Before you start dipping the cake balls have a large thick block of styrofoam (or florist's foam) on hand to stick the cake pops into for drying. Remove the cake balls from the refrigerator and one by one, dip the cake pops straight down into the melted candy coating. Dip the cake pops completely into the coating. Then lift the cake pops out of the coating and let the excess coating run off, turning the cake pop so you get an even coating of candy. You can also gently tap the stick on the side of the bowl to help with this. If there are bubbles, burst them gently with the end of a toothpick. At this point you can sprinkle the still wet candy coating with candy sprinkles, sanding or sparkling sugar, edible pearls or glitter, chocolate jimmies, finely chopped nuts, crushed cookies, dried coconut, or even crushed candy. The cake pops need to dry upright, so gently insert the end of the stick into the styrofoam and let dry. If you find some of the candy coating has dripped down the lollipop sticks, use your fingertips to wipe it off. (This can happen if you don't let the excess coating run off the cake pop, if the candy coating was a little too hot for dipping, or if it was a little too thin or too thick.) Once dry, the cake pops can be covered and stored, at room temperature or in the refrigerator, for about 3-4 days.
Makes about 25 cake pops.
I'm not sure if Cake Pops should be thought of as a cake or a confection. But either way, they are oh so cute. This Cake Pop combines Red Velvet Cake with a Cream Cheese Frosting. Once made they are dipped in white chocolate candy melts which gives the Cake Pops a hard outer shell. To dress them up I like to sprinkle them with red candy sprinkles. Kids love them as do adults, and for a party they make a unique centerpiece or cover each cake pop with a small cellophane party bag and tie the end with a twist tie or ribbon to give as party favors.

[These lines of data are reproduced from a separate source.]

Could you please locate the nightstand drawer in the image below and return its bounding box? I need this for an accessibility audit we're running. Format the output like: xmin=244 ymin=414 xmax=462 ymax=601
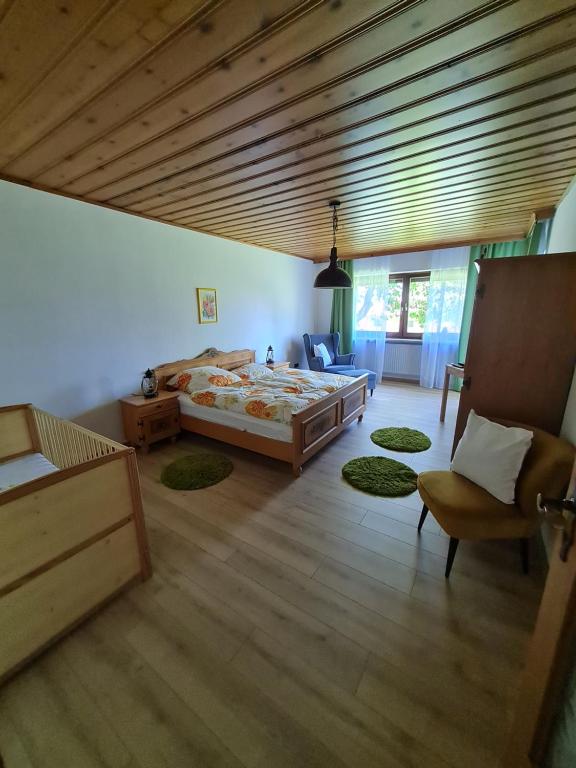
xmin=131 ymin=397 xmax=178 ymax=417
xmin=140 ymin=409 xmax=180 ymax=444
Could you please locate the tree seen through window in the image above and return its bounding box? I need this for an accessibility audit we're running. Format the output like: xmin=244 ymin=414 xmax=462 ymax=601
xmin=354 ymin=271 xmax=430 ymax=338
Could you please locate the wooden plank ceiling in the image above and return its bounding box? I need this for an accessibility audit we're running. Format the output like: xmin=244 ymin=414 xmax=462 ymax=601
xmin=1 ymin=0 xmax=575 ymax=261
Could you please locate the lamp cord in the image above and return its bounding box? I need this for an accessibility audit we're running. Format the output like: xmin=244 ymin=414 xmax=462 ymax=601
xmin=332 ymin=204 xmax=338 ymax=249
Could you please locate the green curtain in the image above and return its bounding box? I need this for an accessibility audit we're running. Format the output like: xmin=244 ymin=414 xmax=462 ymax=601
xmin=457 ymin=221 xmax=550 ymax=364
xmin=330 ymin=260 xmax=354 ymax=355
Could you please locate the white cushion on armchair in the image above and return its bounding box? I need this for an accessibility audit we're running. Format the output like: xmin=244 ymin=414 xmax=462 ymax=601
xmin=451 ymin=410 xmax=533 ymax=504
xmin=313 ymin=343 xmax=332 ymax=367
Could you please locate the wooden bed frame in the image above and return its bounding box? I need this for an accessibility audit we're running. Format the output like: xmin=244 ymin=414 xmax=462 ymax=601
xmin=0 ymin=404 xmax=151 ymax=683
xmin=154 ymin=349 xmax=367 ymax=476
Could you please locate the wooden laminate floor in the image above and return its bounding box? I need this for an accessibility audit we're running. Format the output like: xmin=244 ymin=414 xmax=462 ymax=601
xmin=0 ymin=382 xmax=545 ymax=768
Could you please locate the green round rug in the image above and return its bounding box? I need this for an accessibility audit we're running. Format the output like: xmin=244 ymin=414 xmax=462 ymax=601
xmin=161 ymin=453 xmax=233 ymax=490
xmin=370 ymin=426 xmax=431 ymax=453
xmin=342 ymin=456 xmax=417 ymax=497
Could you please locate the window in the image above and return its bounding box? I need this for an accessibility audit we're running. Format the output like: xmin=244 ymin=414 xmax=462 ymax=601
xmin=386 ymin=272 xmax=430 ymax=339
xmin=353 ymin=268 xmax=430 ymax=339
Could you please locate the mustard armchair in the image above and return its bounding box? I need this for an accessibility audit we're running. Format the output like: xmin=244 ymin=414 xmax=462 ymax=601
xmin=417 ymin=420 xmax=575 ymax=578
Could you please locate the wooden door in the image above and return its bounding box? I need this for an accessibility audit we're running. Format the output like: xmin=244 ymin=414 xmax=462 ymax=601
xmin=455 ymin=253 xmax=576 ymax=447
xmin=503 ymin=460 xmax=576 ymax=767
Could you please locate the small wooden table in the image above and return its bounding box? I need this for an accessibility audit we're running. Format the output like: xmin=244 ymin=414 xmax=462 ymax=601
xmin=440 ymin=363 xmax=465 ymax=423
xmin=263 ymin=361 xmax=290 ymax=371
xmin=120 ymin=390 xmax=180 ymax=452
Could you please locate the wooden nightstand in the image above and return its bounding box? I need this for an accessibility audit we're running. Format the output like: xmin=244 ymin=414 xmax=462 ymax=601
xmin=263 ymin=361 xmax=290 ymax=371
xmin=120 ymin=390 xmax=180 ymax=452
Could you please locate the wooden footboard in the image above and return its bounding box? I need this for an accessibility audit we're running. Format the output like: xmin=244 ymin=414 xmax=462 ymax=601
xmin=0 ymin=405 xmax=150 ymax=683
xmin=292 ymin=375 xmax=367 ymax=475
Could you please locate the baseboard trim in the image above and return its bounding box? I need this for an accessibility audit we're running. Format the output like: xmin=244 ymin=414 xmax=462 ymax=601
xmin=382 ymin=375 xmax=420 ymax=384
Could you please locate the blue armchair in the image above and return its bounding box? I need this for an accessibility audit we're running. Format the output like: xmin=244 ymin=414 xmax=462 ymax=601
xmin=303 ymin=333 xmax=356 ymax=373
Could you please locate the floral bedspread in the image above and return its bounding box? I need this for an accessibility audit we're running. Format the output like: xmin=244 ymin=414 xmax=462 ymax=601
xmin=185 ymin=368 xmax=355 ymax=425
xmin=269 ymin=369 xmax=354 ymax=392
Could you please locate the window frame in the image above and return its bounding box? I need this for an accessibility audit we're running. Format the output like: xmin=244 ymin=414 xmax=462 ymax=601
xmin=385 ymin=271 xmax=430 ymax=340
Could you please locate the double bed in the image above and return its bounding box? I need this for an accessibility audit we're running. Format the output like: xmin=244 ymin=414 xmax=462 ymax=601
xmin=154 ymin=349 xmax=368 ymax=476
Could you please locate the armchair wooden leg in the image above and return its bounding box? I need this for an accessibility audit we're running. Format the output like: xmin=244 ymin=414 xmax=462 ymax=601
xmin=417 ymin=504 xmax=428 ymax=533
xmin=520 ymin=538 xmax=530 ymax=574
xmin=445 ymin=537 xmax=459 ymax=578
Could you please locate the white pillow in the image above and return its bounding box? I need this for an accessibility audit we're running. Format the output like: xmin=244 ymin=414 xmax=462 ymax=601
xmin=233 ymin=363 xmax=274 ymax=380
xmin=166 ymin=366 xmax=241 ymax=393
xmin=451 ymin=410 xmax=533 ymax=504
xmin=313 ymin=343 xmax=332 ymax=367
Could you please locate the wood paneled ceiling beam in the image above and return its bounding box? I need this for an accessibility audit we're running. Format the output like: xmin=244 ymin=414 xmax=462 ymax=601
xmin=199 ymin=182 xmax=569 ymax=239
xmin=242 ymin=210 xmax=541 ymax=251
xmin=187 ymin=176 xmax=572 ymax=236
xmin=145 ymin=114 xmax=576 ymax=219
xmin=25 ymin=0 xmax=574 ymax=194
xmin=5 ymin=0 xmax=416 ymax=181
xmin=0 ymin=0 xmax=330 ymax=166
xmin=0 ymin=0 xmax=227 ymax=161
xmin=1 ymin=0 xmax=575 ymax=260
xmin=203 ymin=192 xmax=565 ymax=244
xmin=161 ymin=132 xmax=576 ymax=225
xmin=250 ymin=221 xmax=533 ymax=258
xmin=131 ymin=90 xmax=576 ymax=216
xmin=309 ymin=231 xmax=530 ymax=262
xmin=170 ymin=153 xmax=576 ymax=227
xmin=106 ymin=38 xmax=576 ymax=209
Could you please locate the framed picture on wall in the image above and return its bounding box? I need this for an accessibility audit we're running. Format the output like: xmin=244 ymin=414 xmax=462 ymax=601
xmin=197 ymin=288 xmax=218 ymax=324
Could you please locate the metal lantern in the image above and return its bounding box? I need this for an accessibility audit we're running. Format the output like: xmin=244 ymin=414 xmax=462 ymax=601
xmin=141 ymin=368 xmax=158 ymax=399
xmin=266 ymin=346 xmax=274 ymax=364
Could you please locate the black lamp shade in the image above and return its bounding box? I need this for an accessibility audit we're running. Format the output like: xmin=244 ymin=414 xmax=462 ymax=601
xmin=314 ymin=247 xmax=352 ymax=289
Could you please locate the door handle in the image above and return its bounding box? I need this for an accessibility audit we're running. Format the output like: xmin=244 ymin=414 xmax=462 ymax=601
xmin=537 ymin=494 xmax=576 ymax=561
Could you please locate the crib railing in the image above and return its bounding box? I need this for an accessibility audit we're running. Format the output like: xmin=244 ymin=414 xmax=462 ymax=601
xmin=32 ymin=407 xmax=124 ymax=469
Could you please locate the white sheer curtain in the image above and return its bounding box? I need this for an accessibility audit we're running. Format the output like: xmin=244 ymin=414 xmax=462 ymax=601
xmin=352 ymin=256 xmax=390 ymax=381
xmin=420 ymin=248 xmax=469 ymax=389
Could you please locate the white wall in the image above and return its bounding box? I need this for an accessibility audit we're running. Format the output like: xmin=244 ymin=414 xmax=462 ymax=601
xmin=0 ymin=181 xmax=315 ymax=441
xmin=548 ymin=179 xmax=576 ymax=254
xmin=548 ymin=178 xmax=576 ymax=444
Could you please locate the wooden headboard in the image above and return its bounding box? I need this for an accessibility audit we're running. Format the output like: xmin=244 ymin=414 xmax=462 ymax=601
xmin=154 ymin=349 xmax=255 ymax=389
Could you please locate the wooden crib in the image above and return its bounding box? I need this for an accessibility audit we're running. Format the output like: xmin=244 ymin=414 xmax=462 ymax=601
xmin=0 ymin=404 xmax=151 ymax=683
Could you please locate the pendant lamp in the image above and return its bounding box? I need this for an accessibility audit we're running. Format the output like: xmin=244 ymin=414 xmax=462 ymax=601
xmin=314 ymin=200 xmax=352 ymax=289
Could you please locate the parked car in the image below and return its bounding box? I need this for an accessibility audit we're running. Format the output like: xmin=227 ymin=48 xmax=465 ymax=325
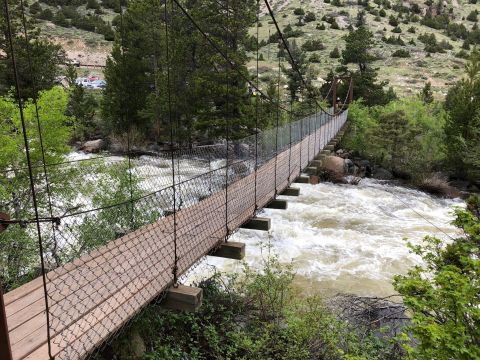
xmin=89 ymin=80 xmax=107 ymax=89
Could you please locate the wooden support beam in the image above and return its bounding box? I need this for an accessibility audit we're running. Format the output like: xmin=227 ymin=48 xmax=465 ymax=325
xmin=309 ymin=175 xmax=320 ymax=185
xmin=320 ymin=150 xmax=331 ymax=155
xmin=305 ymin=167 xmax=318 ymax=176
xmin=241 ymin=217 xmax=271 ymax=231
xmin=210 ymin=242 xmax=245 ymax=260
xmin=0 ymin=290 xmax=13 ymax=360
xmin=265 ymin=199 xmax=288 ymax=210
xmin=280 ymin=187 xmax=300 ymax=196
xmin=294 ymin=175 xmax=310 ymax=183
xmin=310 ymin=160 xmax=322 ymax=168
xmin=314 ymin=154 xmax=327 ymax=161
xmin=325 ymin=144 xmax=335 ymax=151
xmin=161 ymin=285 xmax=203 ymax=312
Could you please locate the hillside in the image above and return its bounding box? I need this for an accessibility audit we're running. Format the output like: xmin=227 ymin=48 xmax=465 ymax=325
xmin=29 ymin=0 xmax=479 ymax=96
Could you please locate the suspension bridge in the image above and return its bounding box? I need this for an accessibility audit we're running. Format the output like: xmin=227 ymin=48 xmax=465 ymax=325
xmin=1 ymin=0 xmax=353 ymax=358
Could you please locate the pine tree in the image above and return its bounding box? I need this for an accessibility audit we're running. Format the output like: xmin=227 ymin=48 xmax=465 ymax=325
xmin=421 ymin=81 xmax=434 ymax=104
xmin=444 ymin=49 xmax=480 ymax=180
xmin=0 ymin=0 xmax=65 ymax=99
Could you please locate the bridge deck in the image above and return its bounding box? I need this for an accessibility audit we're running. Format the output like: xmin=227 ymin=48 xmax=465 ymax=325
xmin=4 ymin=118 xmax=345 ymax=359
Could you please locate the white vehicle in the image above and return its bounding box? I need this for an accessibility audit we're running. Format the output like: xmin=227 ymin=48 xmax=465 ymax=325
xmin=75 ymin=77 xmax=90 ymax=87
xmin=89 ymin=80 xmax=107 ymax=89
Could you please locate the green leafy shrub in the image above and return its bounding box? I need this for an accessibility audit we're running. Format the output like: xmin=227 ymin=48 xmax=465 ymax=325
xmin=394 ymin=195 xmax=480 ymax=359
xmin=344 ymin=98 xmax=447 ymax=178
xmin=110 ymin=249 xmax=403 ymax=359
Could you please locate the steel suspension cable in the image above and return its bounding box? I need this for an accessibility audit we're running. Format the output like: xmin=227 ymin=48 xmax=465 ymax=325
xmin=119 ymin=5 xmax=135 ymax=227
xmin=2 ymin=0 xmax=53 ymax=357
xmin=164 ymin=0 xmax=179 ymax=286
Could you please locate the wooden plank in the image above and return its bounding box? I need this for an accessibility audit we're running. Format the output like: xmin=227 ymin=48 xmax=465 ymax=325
xmin=0 ymin=290 xmax=13 ymax=360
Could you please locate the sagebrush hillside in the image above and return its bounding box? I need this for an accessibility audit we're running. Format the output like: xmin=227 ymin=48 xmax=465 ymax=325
xmin=30 ymin=0 xmax=479 ymax=96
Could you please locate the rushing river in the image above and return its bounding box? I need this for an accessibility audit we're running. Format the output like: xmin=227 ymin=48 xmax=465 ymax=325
xmin=67 ymin=152 xmax=462 ymax=297
xmin=190 ymin=179 xmax=463 ymax=298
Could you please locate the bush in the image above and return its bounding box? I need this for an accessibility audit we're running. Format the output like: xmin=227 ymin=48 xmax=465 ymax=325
xmin=392 ymin=25 xmax=402 ymax=33
xmin=379 ymin=8 xmax=386 ymax=17
xmin=330 ymin=19 xmax=340 ymax=29
xmin=421 ymin=13 xmax=450 ymax=29
xmin=316 ymin=22 xmax=326 ymax=30
xmin=29 ymin=1 xmax=42 ymax=14
xmin=301 ymin=39 xmax=325 ymax=51
xmin=392 ymin=49 xmax=410 ymax=57
xmin=37 ymin=8 xmax=53 ymax=21
xmin=418 ymin=174 xmax=459 ymax=198
xmin=407 ymin=26 xmax=416 ymax=33
xmin=293 ymin=7 xmax=304 ymax=16
xmin=109 ymin=250 xmax=403 ymax=359
xmin=304 ymin=11 xmax=316 ymax=22
xmin=309 ymin=53 xmax=321 ymax=63
xmin=418 ymin=33 xmax=452 ymax=53
xmin=389 ymin=15 xmax=399 ymax=26
xmin=344 ymin=99 xmax=447 ymax=178
xmin=394 ymin=196 xmax=480 ymax=358
xmin=87 ymin=0 xmax=100 ymax=9
xmin=466 ymin=10 xmax=478 ymax=22
xmin=383 ymin=35 xmax=405 ymax=46
xmin=329 ymin=46 xmax=341 ymax=58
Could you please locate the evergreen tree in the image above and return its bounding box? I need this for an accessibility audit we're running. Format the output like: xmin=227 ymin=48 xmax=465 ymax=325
xmin=0 ymin=0 xmax=65 ymax=99
xmin=102 ymin=0 xmax=256 ymax=143
xmin=342 ymin=25 xmax=396 ymax=105
xmin=280 ymin=40 xmax=307 ymax=102
xmin=444 ymin=49 xmax=480 ymax=180
xmin=420 ymin=81 xmax=434 ymax=104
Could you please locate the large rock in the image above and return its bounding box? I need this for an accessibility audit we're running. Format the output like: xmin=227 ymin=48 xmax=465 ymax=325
xmin=373 ymin=167 xmax=393 ymax=180
xmin=81 ymin=139 xmax=105 ymax=153
xmin=320 ymin=156 xmax=346 ymax=176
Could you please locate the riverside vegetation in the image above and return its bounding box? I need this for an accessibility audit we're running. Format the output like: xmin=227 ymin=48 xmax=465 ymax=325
xmin=105 ymin=194 xmax=480 ymax=359
xmin=0 ymin=0 xmax=479 ymax=358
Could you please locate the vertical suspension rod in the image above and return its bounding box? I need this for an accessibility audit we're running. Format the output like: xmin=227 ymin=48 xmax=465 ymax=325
xmin=164 ymin=0 xmax=178 ymax=285
xmin=224 ymin=0 xmax=230 ymax=237
xmin=274 ymin=54 xmax=281 ymax=195
xmin=254 ymin=0 xmax=259 ymax=212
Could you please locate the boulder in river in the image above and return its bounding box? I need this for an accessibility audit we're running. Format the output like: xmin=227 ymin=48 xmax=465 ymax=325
xmin=81 ymin=139 xmax=105 ymax=153
xmin=373 ymin=167 xmax=393 ymax=180
xmin=320 ymin=156 xmax=346 ymax=176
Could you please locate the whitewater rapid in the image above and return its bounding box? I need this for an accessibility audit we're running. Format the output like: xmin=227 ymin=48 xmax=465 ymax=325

To start we need to make a Red Velvet Cake and some Cream Cheese Frosting. You can make and store the cake balls in the refrigerator 3-4 days before dipping in the candy coating. So the steps are - bake the cake, make the frosting, crumble the cake, combine frosting and cake crumbs, roll into balls, insert sticks, refrigerate until firm, melt candy coating or white chocolate, dip cake balls in coating, and let dry.
A few notes on ingredients. Candy coating is also known as candy melts, candy wafers, confectionery coating, compound coating, bark coating, candy chocolate, or summer coating. It's made from a mixture of sugar, milk solids, vegetable oils, flavoring, and coloring, and I think it tastes a lot like sweet white chocolate. You can store the candy coating in a cool dry place, usually up to 18 months. But do not refrigerate. Candy coating is sold at cake decorating, craft stores, or online. What is so nice about this product is how easy it is to work with, its wide range of colors and flavors, and how it dries to a hard crisp outer shell, similar in texture to tempered chocolate. I normally add a little shortening or paramount crystals (made from palm kernel oil, lecithin, and citric acid) to the melted candy coating to make it smooth and fluid, so you get a nice, not too thick, candy coating on the cake balls. For the cake pops you will need about 25 - 4 1/2 inch (11 cm) long cake pop sticks (known as lollipop or sucker sticks) to insert into your cake balls. And you will also need a large thick piece of styrofoam (or florist's foam) for drying the cake balls (also makes a nice centerpiece). If you don't have any styrofoam at home, you can buy it at cake decorating or craft stores.